Rust: The main programming language for implementing the federated learning framework.
tokio: Asynchronous runtime for handling concurrent tasks efficiently.
tch (PyTorch bindings): Used to implement deep learning models and tensor operations in Rust.
reqwest: For making HTTP requests between clients and servers.
log: To log important information, warnings, and errors during the process.
AMD architecture required
libtorch file of version 2.2.0 is required(Can doenload from here :[https://download.pytorch.org/libtorch/cpu/libtorch-macos-x86_64-2.2.0.zip])
pytorch of version 2.2.0 version is required
for OpenSSL error: follow the steps
Download openssl-3.4.0.tar.gz from github and extract it
In the terminal, follow:
cd /Absolute/path/to/openssl-3.4.0
./config --prefix=$HOME/openssl --openssldir=$HOME/openssl
make
make install
export OPENSSL_DIR=$HOME/openssl
export OPENSSL_LIB_DIR=$OPENSSL_DIR/lib
export OPENSSL_INCLUDE_DIR=$OPENSSL_DIR/include
export PKG_CONFIG_PATH=$OPENSSL_LIB_DIR/pkgconfig
source ~/.bashrc
ls $OPENSSL_LIB_DIR
ls $OPENSSL_INCLUDE_DIR
cd /Absolute/path/to/RustFL
cargo clean
cargo build
For torch not found error, follow following in terminal:
python3 --version #verify the version and update
python3 -m pip install --upgrade pip
pip install torch torchvision torchaudio --extra-index-url https://download.pytorch.org/whl/cu117
source /path/to/venv/bin/activate
export LIBTORCH_USE_PYTORCH=1
For .dyld file not found error:
export DYLD_LIBRARY_PATH=/Absolute/path/to/libtorch/lib
Build the Project:
cargo build
Run the Example server:
cargo run --bin example_server
Run the Example Client:
cargo run --bin example client
For Documentation:
cargo doc --open
To build fuzz:
cargo fuzz build
To Run fuzzing:
cargo fuzz run fuzz_target_1
You can enable detailed logging with:
RUST_LOG=info cargo run --bin bin_name
We have also developed an application which uses our crate: [https://github.com/Sharvani1291/RustFL/blob/main/Example/README.md]
Our crate can be downloaded from crates.io: [https://crates.io/crates/RustFL]
To run the example codes in docker container, follow the steps:
To build an image:
docker build -t <inage_name> .
To run the container for server:
docker run -d --name <container_name_1> -p 8081:8081 <image_name>
To run the container for client:
docker run --name <container_name_2> --network="host" <image_name>
This is the final release of RustFL, where the framework has been fully implemented and optimized.
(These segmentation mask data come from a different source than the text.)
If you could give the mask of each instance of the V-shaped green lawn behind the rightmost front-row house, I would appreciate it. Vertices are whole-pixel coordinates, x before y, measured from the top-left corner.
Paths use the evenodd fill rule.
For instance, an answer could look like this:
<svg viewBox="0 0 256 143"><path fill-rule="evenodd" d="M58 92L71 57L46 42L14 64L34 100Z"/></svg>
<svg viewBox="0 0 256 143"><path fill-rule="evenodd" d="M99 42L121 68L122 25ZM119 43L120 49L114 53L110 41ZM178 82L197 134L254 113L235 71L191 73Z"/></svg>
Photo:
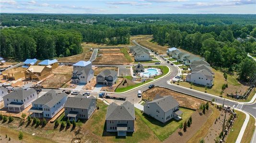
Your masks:
<svg viewBox="0 0 256 143"><path fill-rule="evenodd" d="M177 129L180 123L185 122L194 112L193 110L180 108L180 110L183 112L182 120L175 121L174 119L170 120L169 122L163 124L156 119L149 117L148 115L142 114L141 112L137 112L139 114L142 121L149 126L149 128L154 132L154 134L161 140L164 141L166 138L168 138L172 133L174 133Z"/></svg>

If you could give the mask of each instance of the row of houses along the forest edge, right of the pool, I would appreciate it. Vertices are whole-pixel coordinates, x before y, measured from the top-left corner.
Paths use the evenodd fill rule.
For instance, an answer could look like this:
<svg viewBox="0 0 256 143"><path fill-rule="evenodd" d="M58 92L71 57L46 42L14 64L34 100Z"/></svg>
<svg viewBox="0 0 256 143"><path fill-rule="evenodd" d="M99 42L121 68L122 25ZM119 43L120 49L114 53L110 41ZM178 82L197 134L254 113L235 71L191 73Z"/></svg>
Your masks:
<svg viewBox="0 0 256 143"><path fill-rule="evenodd" d="M186 76L186 82L192 82L203 86L211 87L214 82L214 73L208 62L204 58L180 51L173 47L167 50L167 53L190 67L191 73Z"/></svg>

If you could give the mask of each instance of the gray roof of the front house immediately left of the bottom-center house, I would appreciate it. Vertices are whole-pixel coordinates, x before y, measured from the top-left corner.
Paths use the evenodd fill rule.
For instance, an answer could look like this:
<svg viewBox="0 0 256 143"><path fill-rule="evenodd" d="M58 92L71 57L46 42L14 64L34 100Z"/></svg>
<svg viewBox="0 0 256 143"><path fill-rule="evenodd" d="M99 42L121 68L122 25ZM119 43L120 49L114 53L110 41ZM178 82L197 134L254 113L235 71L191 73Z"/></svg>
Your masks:
<svg viewBox="0 0 256 143"><path fill-rule="evenodd" d="M66 103L64 104L64 107L88 109L92 102L96 103L96 98L93 96L89 98L69 96Z"/></svg>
It incorporates Differential Privacy for added privacy protection and Secure Multiparty Computation (SMPC) to ensure that model updates from clients are aggregated securely, maintaining the confidentiality of each client’s data.
The system is designed to be privacy-preserving, offering secure federated learning for decentralized machine learning applications.
RustFL is a secure and efficient federated learning system that provides end-to-end privacy protection through Differential Privacy and Secure Multiparty Computation. By using a decentralized model training approach, this system ensures that sensitive client data remains private while enabling collaborative machine learning.